最大の評価ポイントは、国際基準との整合性だ。22年に策定が始まった当初は日本独自の規定が散見されたが、「水平比較ができないと実務で使いづらい」という投資家の声が反映され、25年3月に確定した最終版で乖離は大幅に解消された。グローバルでの企業の水平比較が可能になったということである。
では、投資家はこの情報をどう使うことになるのか。
企業価値を評価する代表的な手法の1つ、DCF(ディスカウント・キャッシュフロー)法においては、分母に資本コストを置き、分子に企業が将来生み出すフリーキャッシュフロー(純現金収支)の予測値を置いて、現在の企業価値を算出する。
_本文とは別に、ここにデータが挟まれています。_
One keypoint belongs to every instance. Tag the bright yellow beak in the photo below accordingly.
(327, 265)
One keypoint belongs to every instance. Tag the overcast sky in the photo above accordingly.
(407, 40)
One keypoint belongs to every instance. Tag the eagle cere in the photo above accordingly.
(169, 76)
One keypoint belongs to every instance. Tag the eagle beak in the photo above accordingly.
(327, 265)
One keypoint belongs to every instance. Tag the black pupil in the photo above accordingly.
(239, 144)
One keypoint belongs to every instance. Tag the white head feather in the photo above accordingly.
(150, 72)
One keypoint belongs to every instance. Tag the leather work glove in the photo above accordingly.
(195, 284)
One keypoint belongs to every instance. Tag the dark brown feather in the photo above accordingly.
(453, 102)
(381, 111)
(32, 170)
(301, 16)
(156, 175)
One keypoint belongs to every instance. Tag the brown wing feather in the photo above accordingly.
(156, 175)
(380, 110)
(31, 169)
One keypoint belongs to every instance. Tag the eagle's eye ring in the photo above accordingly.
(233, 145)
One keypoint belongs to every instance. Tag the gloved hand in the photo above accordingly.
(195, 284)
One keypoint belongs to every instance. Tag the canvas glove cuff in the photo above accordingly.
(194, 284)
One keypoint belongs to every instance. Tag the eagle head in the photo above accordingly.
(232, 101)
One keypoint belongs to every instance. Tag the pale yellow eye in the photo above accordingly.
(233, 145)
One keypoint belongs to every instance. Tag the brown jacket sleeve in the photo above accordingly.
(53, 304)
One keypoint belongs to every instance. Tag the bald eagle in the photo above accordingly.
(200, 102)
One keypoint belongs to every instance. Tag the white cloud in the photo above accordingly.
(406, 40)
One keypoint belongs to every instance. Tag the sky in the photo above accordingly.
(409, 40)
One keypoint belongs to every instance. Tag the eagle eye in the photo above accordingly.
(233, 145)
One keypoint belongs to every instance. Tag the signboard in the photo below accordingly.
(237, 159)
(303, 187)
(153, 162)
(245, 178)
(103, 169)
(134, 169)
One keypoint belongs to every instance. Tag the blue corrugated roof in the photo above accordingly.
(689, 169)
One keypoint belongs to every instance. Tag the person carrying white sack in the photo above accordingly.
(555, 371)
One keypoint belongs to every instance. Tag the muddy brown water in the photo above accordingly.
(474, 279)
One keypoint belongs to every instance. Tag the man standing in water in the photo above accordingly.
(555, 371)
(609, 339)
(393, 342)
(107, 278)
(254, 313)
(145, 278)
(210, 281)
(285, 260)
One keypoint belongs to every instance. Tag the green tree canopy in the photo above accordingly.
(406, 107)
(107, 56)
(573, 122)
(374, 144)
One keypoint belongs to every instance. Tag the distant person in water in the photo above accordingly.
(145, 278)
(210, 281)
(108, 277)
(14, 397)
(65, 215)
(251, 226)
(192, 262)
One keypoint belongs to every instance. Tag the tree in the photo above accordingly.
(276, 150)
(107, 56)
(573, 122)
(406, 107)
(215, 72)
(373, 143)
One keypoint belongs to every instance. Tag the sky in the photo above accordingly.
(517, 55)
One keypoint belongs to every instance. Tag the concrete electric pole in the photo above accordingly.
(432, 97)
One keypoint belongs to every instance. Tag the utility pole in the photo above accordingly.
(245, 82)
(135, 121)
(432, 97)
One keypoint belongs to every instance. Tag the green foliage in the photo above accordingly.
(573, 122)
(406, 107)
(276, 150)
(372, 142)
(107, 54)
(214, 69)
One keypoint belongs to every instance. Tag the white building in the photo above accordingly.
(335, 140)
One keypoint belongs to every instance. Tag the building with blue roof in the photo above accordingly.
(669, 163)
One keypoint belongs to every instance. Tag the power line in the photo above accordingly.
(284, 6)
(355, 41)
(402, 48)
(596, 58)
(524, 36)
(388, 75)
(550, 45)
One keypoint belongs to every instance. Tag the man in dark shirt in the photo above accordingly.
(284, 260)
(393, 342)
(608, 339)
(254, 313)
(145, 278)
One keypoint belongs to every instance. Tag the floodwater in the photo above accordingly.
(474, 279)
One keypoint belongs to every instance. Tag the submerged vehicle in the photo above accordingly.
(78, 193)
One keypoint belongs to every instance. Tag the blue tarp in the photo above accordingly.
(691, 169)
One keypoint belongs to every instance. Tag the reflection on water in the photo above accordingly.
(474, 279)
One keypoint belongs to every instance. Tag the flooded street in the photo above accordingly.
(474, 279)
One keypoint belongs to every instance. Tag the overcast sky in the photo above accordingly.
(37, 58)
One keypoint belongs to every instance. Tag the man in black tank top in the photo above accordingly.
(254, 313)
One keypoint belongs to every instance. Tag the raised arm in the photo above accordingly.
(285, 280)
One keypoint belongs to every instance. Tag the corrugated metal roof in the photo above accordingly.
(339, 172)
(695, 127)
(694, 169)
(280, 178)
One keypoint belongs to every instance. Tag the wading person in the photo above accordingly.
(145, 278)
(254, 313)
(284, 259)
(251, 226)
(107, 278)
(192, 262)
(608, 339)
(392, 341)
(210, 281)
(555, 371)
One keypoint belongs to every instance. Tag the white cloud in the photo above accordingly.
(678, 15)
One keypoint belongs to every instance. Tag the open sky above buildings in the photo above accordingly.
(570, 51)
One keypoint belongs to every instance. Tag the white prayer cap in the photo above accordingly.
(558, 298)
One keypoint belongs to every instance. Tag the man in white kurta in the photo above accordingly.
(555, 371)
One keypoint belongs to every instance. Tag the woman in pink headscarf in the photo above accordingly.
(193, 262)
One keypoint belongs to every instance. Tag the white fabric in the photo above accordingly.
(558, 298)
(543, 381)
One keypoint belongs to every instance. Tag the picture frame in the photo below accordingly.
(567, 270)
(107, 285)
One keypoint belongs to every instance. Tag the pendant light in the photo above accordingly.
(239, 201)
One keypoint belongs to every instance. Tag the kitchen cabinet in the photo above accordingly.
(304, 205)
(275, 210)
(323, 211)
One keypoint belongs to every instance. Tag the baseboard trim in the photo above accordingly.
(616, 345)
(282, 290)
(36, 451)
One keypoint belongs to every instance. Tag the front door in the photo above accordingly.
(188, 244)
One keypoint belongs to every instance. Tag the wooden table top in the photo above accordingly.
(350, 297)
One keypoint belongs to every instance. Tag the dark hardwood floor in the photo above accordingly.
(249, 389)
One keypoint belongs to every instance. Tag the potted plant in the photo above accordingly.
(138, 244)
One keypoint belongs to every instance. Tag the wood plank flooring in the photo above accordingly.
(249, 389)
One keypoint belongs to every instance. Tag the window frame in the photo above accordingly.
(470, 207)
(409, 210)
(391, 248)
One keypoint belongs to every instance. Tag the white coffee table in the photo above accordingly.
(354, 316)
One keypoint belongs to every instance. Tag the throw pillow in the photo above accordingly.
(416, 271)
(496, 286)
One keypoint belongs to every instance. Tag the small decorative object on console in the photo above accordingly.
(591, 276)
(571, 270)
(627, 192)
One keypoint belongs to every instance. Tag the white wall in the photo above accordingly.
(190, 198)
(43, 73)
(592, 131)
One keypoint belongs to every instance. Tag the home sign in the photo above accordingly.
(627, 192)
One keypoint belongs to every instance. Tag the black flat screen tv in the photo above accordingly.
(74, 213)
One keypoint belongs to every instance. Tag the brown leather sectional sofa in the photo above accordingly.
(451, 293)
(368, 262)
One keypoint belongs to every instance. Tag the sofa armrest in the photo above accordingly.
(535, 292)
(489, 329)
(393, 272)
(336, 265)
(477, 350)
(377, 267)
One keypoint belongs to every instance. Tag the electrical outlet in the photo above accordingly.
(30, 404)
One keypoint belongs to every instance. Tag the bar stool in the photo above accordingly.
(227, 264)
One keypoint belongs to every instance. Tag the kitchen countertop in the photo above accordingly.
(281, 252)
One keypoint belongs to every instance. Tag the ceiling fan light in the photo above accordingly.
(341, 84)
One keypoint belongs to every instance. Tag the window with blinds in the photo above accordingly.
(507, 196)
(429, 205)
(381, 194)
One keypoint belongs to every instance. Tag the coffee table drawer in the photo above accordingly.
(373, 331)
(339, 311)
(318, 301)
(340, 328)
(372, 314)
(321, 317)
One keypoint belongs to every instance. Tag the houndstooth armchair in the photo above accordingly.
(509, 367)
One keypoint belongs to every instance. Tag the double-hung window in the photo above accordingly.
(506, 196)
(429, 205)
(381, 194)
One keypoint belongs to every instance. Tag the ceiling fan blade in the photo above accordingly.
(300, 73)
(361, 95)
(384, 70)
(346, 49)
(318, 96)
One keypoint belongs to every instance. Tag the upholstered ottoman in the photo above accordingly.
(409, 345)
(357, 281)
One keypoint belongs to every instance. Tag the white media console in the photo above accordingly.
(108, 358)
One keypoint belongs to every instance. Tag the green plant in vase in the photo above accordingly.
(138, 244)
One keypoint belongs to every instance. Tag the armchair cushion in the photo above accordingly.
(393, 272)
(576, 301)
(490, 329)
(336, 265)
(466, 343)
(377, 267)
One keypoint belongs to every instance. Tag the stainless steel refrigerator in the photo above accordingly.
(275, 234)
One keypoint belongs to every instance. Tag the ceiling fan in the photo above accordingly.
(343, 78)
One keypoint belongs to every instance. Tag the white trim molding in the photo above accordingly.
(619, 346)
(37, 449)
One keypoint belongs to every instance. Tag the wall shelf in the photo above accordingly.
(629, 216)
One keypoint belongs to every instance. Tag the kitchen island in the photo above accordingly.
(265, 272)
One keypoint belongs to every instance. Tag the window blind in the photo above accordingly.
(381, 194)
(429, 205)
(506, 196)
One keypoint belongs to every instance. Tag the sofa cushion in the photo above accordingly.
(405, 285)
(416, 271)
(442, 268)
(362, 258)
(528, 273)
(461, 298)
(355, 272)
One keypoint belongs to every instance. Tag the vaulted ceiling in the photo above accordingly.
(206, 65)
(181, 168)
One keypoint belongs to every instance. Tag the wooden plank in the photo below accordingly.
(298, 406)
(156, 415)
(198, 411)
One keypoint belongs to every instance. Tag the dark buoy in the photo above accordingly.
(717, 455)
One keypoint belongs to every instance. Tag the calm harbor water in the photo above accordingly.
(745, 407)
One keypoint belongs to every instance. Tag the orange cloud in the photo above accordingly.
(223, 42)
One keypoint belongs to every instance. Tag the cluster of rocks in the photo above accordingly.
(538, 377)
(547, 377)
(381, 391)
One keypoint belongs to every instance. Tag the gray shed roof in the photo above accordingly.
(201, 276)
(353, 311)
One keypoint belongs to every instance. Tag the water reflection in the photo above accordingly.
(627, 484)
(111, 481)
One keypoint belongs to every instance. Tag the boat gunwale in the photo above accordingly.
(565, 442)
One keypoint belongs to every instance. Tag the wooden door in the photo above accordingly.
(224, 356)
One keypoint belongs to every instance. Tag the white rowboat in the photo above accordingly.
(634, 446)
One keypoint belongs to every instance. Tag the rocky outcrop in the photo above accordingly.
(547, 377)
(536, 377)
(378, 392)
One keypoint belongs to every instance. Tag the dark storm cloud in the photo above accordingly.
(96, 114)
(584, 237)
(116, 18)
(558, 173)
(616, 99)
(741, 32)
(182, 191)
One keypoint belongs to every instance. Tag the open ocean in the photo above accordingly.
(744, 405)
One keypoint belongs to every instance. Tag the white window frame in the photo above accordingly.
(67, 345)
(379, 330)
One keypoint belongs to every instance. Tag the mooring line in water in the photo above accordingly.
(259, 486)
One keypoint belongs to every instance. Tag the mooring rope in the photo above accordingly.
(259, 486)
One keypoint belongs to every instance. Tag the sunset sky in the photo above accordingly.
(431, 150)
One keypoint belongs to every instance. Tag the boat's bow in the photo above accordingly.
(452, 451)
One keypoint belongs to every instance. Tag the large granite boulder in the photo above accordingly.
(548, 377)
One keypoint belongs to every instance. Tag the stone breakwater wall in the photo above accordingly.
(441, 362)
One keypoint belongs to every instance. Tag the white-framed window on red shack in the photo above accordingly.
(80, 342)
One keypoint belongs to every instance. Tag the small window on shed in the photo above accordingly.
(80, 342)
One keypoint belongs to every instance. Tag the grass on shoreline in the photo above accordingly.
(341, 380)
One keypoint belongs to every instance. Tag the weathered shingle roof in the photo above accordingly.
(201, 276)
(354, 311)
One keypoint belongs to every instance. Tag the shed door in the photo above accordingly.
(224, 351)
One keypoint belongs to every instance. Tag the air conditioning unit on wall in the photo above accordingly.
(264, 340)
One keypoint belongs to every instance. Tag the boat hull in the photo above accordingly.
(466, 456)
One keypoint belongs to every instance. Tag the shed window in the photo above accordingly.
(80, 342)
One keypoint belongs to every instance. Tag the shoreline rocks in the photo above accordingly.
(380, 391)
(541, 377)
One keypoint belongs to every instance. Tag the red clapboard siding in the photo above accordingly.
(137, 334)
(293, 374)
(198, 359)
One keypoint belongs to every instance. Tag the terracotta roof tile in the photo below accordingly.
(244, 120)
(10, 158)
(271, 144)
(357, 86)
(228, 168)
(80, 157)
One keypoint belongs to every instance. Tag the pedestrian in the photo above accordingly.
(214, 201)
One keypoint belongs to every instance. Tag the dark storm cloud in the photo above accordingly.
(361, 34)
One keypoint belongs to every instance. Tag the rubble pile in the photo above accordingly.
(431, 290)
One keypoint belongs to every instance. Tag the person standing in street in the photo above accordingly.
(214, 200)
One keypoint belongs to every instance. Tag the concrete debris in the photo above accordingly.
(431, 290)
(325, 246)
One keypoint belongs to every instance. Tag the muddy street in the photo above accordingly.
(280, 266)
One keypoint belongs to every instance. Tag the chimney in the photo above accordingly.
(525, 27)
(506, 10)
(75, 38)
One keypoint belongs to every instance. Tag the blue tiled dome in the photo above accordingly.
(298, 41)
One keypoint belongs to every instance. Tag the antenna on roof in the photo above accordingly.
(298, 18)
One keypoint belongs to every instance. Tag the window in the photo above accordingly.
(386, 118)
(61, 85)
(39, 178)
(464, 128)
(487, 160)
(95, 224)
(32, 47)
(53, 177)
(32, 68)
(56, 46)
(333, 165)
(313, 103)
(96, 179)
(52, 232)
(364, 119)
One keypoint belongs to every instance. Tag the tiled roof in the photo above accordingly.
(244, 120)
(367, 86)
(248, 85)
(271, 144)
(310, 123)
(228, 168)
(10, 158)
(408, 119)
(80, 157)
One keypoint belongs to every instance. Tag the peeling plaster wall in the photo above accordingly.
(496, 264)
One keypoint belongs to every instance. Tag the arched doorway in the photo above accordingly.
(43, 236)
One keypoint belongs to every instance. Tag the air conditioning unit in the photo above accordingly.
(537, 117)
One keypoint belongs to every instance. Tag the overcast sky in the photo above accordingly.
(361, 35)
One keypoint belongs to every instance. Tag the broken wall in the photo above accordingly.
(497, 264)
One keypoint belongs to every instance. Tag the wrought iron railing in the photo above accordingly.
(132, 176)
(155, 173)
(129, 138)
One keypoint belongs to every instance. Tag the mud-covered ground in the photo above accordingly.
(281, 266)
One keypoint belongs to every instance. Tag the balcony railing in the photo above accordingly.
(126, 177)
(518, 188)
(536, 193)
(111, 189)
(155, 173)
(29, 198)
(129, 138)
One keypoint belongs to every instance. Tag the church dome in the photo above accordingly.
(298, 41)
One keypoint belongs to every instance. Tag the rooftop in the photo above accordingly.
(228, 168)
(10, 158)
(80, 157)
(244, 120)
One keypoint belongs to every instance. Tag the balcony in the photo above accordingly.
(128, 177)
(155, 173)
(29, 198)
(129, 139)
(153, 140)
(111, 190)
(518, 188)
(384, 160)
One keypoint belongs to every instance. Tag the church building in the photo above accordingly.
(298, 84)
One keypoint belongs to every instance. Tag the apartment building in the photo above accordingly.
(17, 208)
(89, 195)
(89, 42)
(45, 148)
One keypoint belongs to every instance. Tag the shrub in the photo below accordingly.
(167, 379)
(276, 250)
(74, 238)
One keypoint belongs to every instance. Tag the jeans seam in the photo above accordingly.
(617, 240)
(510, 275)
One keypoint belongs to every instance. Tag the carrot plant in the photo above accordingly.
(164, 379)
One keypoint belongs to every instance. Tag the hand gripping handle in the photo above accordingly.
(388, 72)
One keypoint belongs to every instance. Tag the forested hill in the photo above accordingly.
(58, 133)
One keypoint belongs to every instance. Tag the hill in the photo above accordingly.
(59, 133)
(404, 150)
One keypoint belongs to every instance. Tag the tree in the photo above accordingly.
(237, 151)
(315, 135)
これまでのESG情報は、分母に当たる資本コストの微調整役が主だった。「環境に配慮しているから、投資のリスクを低く評価できるだろう」という使われ方だ。
それが今後は、分子であるフリーキャッシュフローの予測精度を高めるための情報として位置付けが変わる。「この企業の5年後、10年後の売り上げやコストの前提をどう設定するのか」に直結する扱いだ。
気候変動への対応、サプライチェーンの強靭性、人的資本の充実度、ガバナンスの実効性──こうした要素が、将来の稼ぐ力を左右すると考えられている。とりわけ投資家が重視するのはガバナンスだ。責任の所在は誰にあり、取締役会でどんな議論が何回行われているのか。
つまり、投資家が見つめているのは「環境貢献のストーリー」だけではない。重要なのは、システムが適切に機能しているかどうかである。